Colloid goiter is histologically distinct from nontoxic nodular goiter, but it may be closely related etiologically. For this reason, it is discussed briefly at this point. It occurs occasionally as a diffuse enlargement of the thyroid gland in adolescent girls, and is especially frequent in this age group in endemic goiter areas. It occurs much less frequently in adults. Typically, the goiter is asymptomatic. It occasionally causes dysphagia or dyspnea, but it is rare for a colloid goiter to produce significant compression of the trachea or esophagus. The gland is usually symmetrically enlarged and feels soft or spongy.
On gross inspection the excised gland is reddish-tan or pale tan in color and homogeneous on the cut surface. On histologic section, the parenchyma is seen to be nonnodular and composed of uniform follicles filled with colloid.
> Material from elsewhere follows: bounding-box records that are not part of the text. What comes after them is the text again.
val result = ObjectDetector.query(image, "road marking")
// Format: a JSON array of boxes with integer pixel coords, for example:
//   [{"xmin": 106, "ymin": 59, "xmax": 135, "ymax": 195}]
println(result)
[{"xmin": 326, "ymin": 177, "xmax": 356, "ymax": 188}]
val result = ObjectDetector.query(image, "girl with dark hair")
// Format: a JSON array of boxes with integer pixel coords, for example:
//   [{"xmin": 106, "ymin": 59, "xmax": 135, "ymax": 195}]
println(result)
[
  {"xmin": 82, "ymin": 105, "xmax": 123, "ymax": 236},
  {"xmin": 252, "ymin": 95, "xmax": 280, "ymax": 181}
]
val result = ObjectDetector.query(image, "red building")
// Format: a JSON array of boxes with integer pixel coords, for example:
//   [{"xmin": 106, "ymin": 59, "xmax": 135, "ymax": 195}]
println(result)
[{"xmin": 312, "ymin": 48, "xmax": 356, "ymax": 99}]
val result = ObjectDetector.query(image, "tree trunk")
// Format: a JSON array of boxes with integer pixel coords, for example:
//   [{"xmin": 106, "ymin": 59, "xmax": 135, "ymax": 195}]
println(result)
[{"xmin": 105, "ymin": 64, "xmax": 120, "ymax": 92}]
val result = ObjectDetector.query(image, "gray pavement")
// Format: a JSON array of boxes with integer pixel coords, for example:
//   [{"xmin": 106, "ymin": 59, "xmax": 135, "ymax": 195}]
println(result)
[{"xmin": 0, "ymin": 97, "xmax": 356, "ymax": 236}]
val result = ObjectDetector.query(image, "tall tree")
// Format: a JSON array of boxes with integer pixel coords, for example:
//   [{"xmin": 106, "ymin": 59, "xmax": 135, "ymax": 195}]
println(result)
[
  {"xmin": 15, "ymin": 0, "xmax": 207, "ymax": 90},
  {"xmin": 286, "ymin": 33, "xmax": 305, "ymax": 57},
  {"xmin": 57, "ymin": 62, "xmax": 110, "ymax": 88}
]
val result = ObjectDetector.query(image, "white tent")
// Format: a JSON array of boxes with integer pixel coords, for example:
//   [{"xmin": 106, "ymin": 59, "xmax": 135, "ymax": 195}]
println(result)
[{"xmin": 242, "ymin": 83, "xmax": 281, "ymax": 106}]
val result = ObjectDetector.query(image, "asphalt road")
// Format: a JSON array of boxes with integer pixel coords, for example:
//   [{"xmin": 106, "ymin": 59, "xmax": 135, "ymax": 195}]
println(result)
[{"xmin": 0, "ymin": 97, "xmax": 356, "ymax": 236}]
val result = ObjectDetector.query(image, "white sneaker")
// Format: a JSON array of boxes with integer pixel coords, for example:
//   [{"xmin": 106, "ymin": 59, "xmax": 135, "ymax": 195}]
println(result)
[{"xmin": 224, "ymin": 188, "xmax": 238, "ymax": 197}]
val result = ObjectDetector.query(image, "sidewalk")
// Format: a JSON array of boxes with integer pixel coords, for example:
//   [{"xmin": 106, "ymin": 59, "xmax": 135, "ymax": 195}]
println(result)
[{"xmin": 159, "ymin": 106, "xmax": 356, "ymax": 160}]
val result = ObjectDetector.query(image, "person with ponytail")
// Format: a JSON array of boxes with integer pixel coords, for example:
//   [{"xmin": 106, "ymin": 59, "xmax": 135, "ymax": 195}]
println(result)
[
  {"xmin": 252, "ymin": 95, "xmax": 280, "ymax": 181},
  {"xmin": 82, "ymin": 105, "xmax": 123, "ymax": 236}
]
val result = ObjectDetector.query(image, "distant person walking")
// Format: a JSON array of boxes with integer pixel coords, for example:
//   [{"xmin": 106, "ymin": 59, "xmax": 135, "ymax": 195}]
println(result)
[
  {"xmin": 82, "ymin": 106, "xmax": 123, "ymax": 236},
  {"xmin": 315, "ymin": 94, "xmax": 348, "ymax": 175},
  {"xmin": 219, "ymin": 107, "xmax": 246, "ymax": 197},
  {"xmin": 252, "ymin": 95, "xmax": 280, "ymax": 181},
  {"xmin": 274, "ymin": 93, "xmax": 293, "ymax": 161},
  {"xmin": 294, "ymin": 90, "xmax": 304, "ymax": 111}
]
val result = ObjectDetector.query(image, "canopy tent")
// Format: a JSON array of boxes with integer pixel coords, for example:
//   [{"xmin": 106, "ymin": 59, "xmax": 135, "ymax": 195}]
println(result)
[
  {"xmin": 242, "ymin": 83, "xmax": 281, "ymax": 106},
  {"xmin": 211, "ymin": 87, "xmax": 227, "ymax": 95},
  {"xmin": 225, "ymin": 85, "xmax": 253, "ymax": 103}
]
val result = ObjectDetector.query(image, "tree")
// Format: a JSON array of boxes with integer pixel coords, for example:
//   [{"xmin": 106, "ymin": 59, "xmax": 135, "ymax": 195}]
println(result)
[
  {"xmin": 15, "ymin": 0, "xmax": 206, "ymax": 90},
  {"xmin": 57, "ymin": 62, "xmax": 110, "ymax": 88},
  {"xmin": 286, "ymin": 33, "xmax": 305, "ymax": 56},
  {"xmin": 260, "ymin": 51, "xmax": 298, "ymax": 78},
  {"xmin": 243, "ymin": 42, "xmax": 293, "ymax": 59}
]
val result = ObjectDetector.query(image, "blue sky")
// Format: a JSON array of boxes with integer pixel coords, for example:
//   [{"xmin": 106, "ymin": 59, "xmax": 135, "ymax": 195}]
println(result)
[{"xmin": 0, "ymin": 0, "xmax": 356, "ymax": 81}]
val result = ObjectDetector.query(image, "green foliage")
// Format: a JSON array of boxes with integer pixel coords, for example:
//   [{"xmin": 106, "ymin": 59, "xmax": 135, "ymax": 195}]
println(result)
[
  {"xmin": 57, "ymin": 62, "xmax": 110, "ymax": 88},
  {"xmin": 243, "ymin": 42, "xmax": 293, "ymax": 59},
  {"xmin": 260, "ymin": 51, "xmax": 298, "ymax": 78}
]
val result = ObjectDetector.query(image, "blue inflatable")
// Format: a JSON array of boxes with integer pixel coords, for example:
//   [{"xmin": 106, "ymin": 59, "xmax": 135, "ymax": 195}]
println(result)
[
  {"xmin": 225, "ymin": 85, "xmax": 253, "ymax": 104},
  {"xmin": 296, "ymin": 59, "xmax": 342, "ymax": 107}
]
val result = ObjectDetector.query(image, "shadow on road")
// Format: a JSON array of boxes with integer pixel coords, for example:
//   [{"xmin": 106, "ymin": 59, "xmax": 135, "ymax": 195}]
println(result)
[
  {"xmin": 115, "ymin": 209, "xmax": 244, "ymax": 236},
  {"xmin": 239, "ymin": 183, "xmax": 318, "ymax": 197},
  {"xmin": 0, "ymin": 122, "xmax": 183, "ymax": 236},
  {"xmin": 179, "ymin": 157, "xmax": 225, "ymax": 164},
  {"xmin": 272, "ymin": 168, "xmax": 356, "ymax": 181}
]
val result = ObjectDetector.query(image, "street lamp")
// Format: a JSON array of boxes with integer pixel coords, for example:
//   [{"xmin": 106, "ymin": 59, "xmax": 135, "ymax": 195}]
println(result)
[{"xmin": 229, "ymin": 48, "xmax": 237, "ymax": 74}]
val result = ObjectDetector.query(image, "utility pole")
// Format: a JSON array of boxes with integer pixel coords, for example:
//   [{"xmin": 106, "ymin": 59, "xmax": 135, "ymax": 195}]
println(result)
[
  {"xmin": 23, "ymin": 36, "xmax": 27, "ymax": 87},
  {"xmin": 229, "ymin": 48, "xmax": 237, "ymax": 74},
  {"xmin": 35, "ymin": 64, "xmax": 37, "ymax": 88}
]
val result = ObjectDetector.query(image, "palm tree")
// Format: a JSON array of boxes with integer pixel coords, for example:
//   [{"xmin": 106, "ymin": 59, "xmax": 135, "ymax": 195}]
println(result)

The follicles may be of normal size, in which case it must be considered that an increase in the number of normal follicles has produced the increased bulk of the gland, or the follicles may be uniformly distended to several times the usual diameter. Fibrosis and lymphocyte infiltration are not prominent.
The cause of the condition is unknown. In the past it has been ascribed to the intermediate phase of the Marine cycle i.e. between the hyperplastic stage and the multinodular (end) stage of the thyroid gland as described above. More recent studies in mice suggest that such goiters can be induced in animals by TSH without a prior hyperplastic phase.13,89 The stimulus to TSH secretion in these patients may be an increased requirement for thyroid hormone, possible associated with puberty or pregnancy, a period of decreased iodide intake, or the presence within the thyroid of a biochemical lesion interfering with the normal synthesis of thyroid hormone.
The small colloid goiter of adolescent girls may disappear over 1-3 years. On the other hand, it may grow gradually and evolve into the nontoxic multinodular goiter found in adults.
A diagnosis of colloid goiter cannot be made with certainty without histologic confirmation. Thyroid function tests are variable, but the results are frequently normal. Antithyroid antibodies are absent if Hashimoto's thyroiditis is not present. Needle biopsy will confirm the diagnosis but is seldom warranted.
Reassurance that the lesion is not a malignant neoplasm, and that the thyroid is not overactive, is often the only therapy required. If the goiter is large, thyroid hormone may be given in an attempt to decrease its size. If one accepts the theory that the goiter has grown in response to a need for more thyroid hormone, it is logical to expect that exogenous thyroid hormone would cause it to decrease in size. Unfortunately, practice does not always bear out the theory. Only about 70%71 of patients will respond with complete or partial regression of goiter. If there are significant pressure symptoms or if the goiter is a serious cosmetic problem, administration of 131I or surgical resection may be indicated. Subsequent replacement therapy with T4 will be then necessary.